If you need to buy a house, buy a car, or make a high transaction between enterprises, due to the large amount involved and long cycle, the transaction parties usually take installments to complete the transaction. The practice of installment payment is that after the signing of the transaction contract, the buyer first pays a small part of the funds as a deposit to the seller, and most of the rest will be repaid in installments within a later specified time.
Because the amount involved is indeed very high, installments can relieve the pressure of one-time repayment. For example, when trading between enterprises, installments can promote transactions between the two sides and increase the vitality of the market economy. If it is a transaction between individuals and real estate companies, it can reduce the possible losses of future houses, such as the "unfinished house." And if the decline in house prices exceeds the down payment and the change in the buyer's own economic situation. Wait a minute. Secondly, installments are more flexible in funding requirements. For example, consumers need certain commodities, but they do not have enough funds for the time being. Installments allow consumers to overdraw future funds to satisfy themselves, which improves the happiness of residents.

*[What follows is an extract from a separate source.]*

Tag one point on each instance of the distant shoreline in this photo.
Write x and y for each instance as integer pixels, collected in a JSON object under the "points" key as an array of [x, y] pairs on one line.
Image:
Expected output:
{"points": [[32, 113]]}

In addition, it needs to be noted that the disadvantages of installments are also prominent. It will increase the economic pressure on the payer. Due to the burden of a debt, the payer should fully protect his source of income, and future consumption will be constrained. Secondly, in terms of payment finance, the lump-time payer's finance is less than the total finance of installments. This is because the unpaid portion of the installment payment is actually equivalent to the amount given by the seller to the buyer in the future payment, including not only the outstanding amount but also the interest payable on the fund. Therefore, the final total expenditure of installments is generally more significant than the amount of the one-time payment, and the cost of consumption will increase. Finally, from a risk perspective, the risk of installments is greater than that of past payments. Because the total amount of installments is higher than the one-time payment amount, the investment cost is high, and it is also necessary to beware of fluctuations in interest rates. As far as buying a house is concerned, if the interest rate is raised during the payment period, the installment payer mortgages the home as well as the one-time payer. For both parties to the loan relationship, the risk to the creditor's receivable increases with the increase of the number of debtor's payments, and the creditor's ability to recover the remaining amount also depends on The credibility of the debtor.
The practice of installment payment developed as early as the Second World War. With the improvement of financial services and changes in people's consumption concepts, installment payments have been recognized by more and more consumers. If your income is stable and consumer demand is indispensable, installments are indeed a good choice. It not only facilitated consumers and completed the promotion of goods.